Nominated by: Some Cunt-Chanted Evening 

90 thoughts on “Endless Charity Appeals for Africa

  1. We spend £14 billion a year on foreign aid as it is. Just money down the drain for corrupt cunts.

  2. It’s pointless and it always has been. Live Aid was a load of overhyped and back slapping shite. I only watched it for two bands. The Quo – who weren’t at their best – and Queen – who owned the whole fucking gig. Seeing that Motorway Mick gobshite cunt mouthing off about us working class riff raff giving our hard earned to flyblown shitheaps and corrupt Amin-like regimes still makes my stomach turn. And all this ‘cradle of civilisation’ stuff is utter bollocks, Name one African inventor, artist, innovator, or pioneer.. And I don’t and won’t include Nelson Man fucking dela. A black Che Guevara figure for radical chic cunts. The only good thing that has ever come out of the place is all the magnificent animals that live there. And the cunts kill them too.

    • In one corner, we have Thomas Malthus, who pointed out over two centuries ago that shit like this can’t work, and in the other corner we have Geldof, who claims that it can.
      Well, let’s examine their track records shall we? From Malthus, Darwin was able to extrapolate his theory of evolution, whereas all that’s been extrapolated from Geldof is a couple of suicides.

  3. And they had Dawn French going over to Africa to show them what six square meals a day looks like. With our own trillion pound debt, don’t you think it’s time we stopped the foreign aid???

    • My grandchildren’s grandchildren will probably be cunting on IsAC about Live Aid 2200 nothing will have changed except a population explosion and more M’tebhe’s.

  4. Make Ebola great again. And aids come to think of it. Most of them think we are interfering anyway, and would rather some voodoo chicken bones on a dustbin lid to any real medication. Wasn’t there someone in government (health minister probably) who said you couldn’t catch aids if you had a shower after sex. And obviously rape isn’t sex, so that’s safe too.

  5. Maybe these cunts should stop churning out kids every year and then the problem wouldn’t be there
    Fuck off and drink your zebra piss water you cunts

  6. It’s utter bollocks. Since saint Bob got the gullible to part with so many millions nothing has changed. What reaponsible parent anywhere on earth would think ‘i’m Having a great time here, struggling to find fresh water and food. Tell you what, all I need is another kid’. No different in Africa to the chavs in the U.K, except of course we could never let kids starve to death in this country, so we’ll bung em’ another few quid and a house. Hang on, how about keep your fucking legs together until you can fucking support you and your kids yourself. Stop being a fucking burden on society and support yourself. Best thing we can do with Africa is stop ALL donations and let them ride it out themselves. After all they don’t need any more white saviours do they? Give it 20 years we’ll have a whole new empty continent to ship out the next generation of criminals to. Australia mark 2.

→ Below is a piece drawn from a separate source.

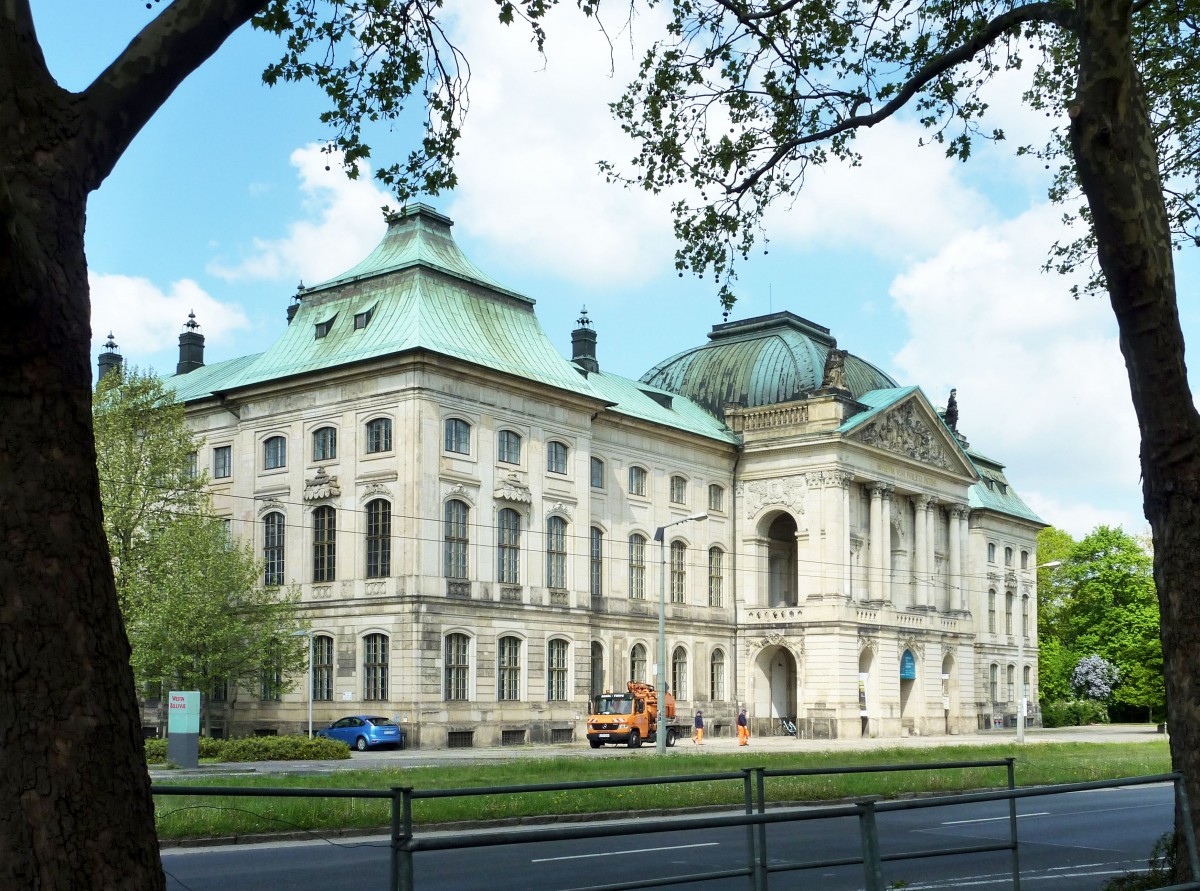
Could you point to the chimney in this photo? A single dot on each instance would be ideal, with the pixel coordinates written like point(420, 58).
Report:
point(583, 344)
point(109, 358)
point(191, 347)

  7. Ethiopia population in 1907 – 4 million
    Population in 2007 – 79 million
    Population today – around 110 million.

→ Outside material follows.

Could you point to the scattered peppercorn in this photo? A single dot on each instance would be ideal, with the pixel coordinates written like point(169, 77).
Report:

    That sums up the whole problem.

    They breed like sewer rats.

    The only answer is leave Africa alone and let nature and starvation sort it out.

  8. The KKK should set up a White Aid concert for underprivileged whities. David Lammy could host the next Red fucking Nose Day. Simples!

    • That’s a very racist comment you just made Lord Cunty Bollocks. I’m reporting you to the admins for racism, a lack of self-awareness and a total misunderstanding of how satire works.

      Also, please go and have sex with somebody (Disclaimer: just don’t rape anybody on your way out).

      Fucking knob end.

      • And for safety please wear……….. a fucking Johnny so that your genes can’t propagate though the population and make us even dumber than we alrady are.

        Although if your want to wear a gimp maks while she bums you with her strap-on………. at least that will limit the spread of the coof. So that’s good I suppose.

        Fucking daft cunt.

  9. All this aid to Africa only helps add to the population. Survival of the fittest I say. LEFT THE CUNTS FEND FOR THEMSELVES

    • It’s all in debt to China and gonna just bloat in urbanisation and become shitholes like just about everywhere else.